Has anyone been successful in using tool calling with Qwen 3.5?
Are you using:
Ollama?
vLLM?
llama.cpp?
What inference settings are you using? What version of ollama/vLLM/llama.cpp? Are you using the thinking boolean in your config? Are you using /no-think in your prompt context window?
I had to flip back to GLM-4.7 Flash to get tool calling to work seamlessly again.
Crazynick started looking at it but both me. And nick believe you should use the instruct not the thinking model or you won’t get it to shut up. Do a search you’ll find the thread.
OSS20b is better at following instructions right now imho, (end Feb 2026) or at least with current prompt techniques. I’ll see what the quantized models do in a month or so…
Experimentally, GLM-4.7 Flash is amazing at antigenic tool calling, but I really envy the artificial analysis intelligence index of Qwen 3.5. Also, Qwen 3.5 vision model is fantastic. Qwen 3.5 is definitely the best vision model I’ve been able to run. My goal is to have one model for all tasks.

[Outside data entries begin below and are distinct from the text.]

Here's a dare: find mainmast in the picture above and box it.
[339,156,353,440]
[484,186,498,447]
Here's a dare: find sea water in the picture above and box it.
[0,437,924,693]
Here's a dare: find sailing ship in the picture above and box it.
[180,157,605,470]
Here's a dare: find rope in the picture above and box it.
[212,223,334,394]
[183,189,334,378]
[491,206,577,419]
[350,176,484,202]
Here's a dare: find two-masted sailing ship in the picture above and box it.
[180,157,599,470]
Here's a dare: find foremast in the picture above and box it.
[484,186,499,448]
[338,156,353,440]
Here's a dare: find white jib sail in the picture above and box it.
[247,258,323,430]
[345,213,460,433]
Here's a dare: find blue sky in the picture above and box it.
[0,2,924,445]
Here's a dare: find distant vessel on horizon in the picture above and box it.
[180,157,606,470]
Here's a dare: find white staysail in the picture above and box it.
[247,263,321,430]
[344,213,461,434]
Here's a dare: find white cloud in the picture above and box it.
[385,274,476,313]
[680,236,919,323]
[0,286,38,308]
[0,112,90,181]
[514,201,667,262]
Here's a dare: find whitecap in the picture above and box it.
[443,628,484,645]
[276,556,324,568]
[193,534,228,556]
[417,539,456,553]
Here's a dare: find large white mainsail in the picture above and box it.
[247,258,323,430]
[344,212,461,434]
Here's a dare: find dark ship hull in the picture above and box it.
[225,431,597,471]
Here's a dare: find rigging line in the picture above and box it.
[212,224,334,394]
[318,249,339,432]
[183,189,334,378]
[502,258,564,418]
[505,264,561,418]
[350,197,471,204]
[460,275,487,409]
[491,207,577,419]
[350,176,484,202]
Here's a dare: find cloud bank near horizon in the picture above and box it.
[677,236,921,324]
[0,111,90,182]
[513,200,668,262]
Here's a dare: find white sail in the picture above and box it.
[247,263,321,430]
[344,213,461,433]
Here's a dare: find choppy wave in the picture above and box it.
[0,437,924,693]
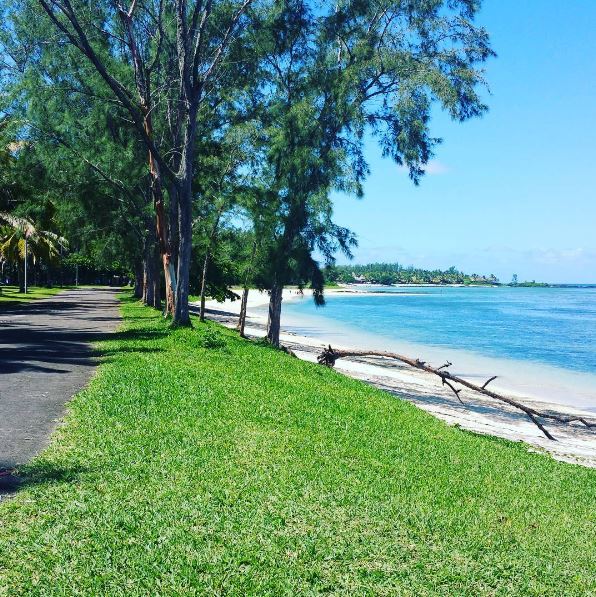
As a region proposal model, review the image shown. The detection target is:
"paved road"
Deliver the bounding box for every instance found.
[0,288,120,494]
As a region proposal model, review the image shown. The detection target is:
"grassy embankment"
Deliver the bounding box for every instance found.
[0,286,64,310]
[0,302,596,596]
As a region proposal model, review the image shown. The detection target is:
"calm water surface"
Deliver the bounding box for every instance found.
[284,287,596,373]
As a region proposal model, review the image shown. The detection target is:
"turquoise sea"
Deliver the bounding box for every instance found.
[284,286,596,407]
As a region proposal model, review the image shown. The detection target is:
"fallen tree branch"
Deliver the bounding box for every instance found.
[317,346,596,440]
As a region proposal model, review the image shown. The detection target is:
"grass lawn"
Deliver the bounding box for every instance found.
[0,301,596,596]
[0,286,64,311]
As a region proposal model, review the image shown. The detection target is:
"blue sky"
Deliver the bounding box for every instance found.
[335,0,596,283]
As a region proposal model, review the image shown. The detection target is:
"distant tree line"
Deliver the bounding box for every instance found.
[325,263,499,285]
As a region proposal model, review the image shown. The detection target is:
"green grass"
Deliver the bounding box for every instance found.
[0,302,596,596]
[0,286,64,311]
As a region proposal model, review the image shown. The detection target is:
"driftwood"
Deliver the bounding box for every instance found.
[317,346,596,440]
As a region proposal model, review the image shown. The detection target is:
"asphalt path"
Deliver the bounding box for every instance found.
[0,288,120,495]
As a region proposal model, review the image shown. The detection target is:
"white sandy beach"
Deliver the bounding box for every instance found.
[199,287,596,467]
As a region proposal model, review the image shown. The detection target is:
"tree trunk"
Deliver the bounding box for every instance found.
[238,238,257,338]
[267,284,283,348]
[144,107,176,316]
[199,249,209,321]
[238,286,248,338]
[173,113,198,326]
[17,261,25,292]
[143,232,161,309]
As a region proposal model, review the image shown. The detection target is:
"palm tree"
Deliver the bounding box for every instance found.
[0,211,68,293]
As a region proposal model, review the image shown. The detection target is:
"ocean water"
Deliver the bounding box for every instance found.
[284,287,596,410]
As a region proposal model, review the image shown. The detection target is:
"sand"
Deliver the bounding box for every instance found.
[199,287,596,468]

If Qwen 3.5 could replicate GLM-4.7’s tool use proficiency, it would be perfect. The Tau agentic tool use benchmark for Qwen 3.5 doesn’t seem so far off, so part of me wonders if it’s an implementation problem from Ollama. Others running llama.cpp do not appear to experience the same difficulty with tool calling. Perhaps it needs to be fine tuned a little in HA’s direction.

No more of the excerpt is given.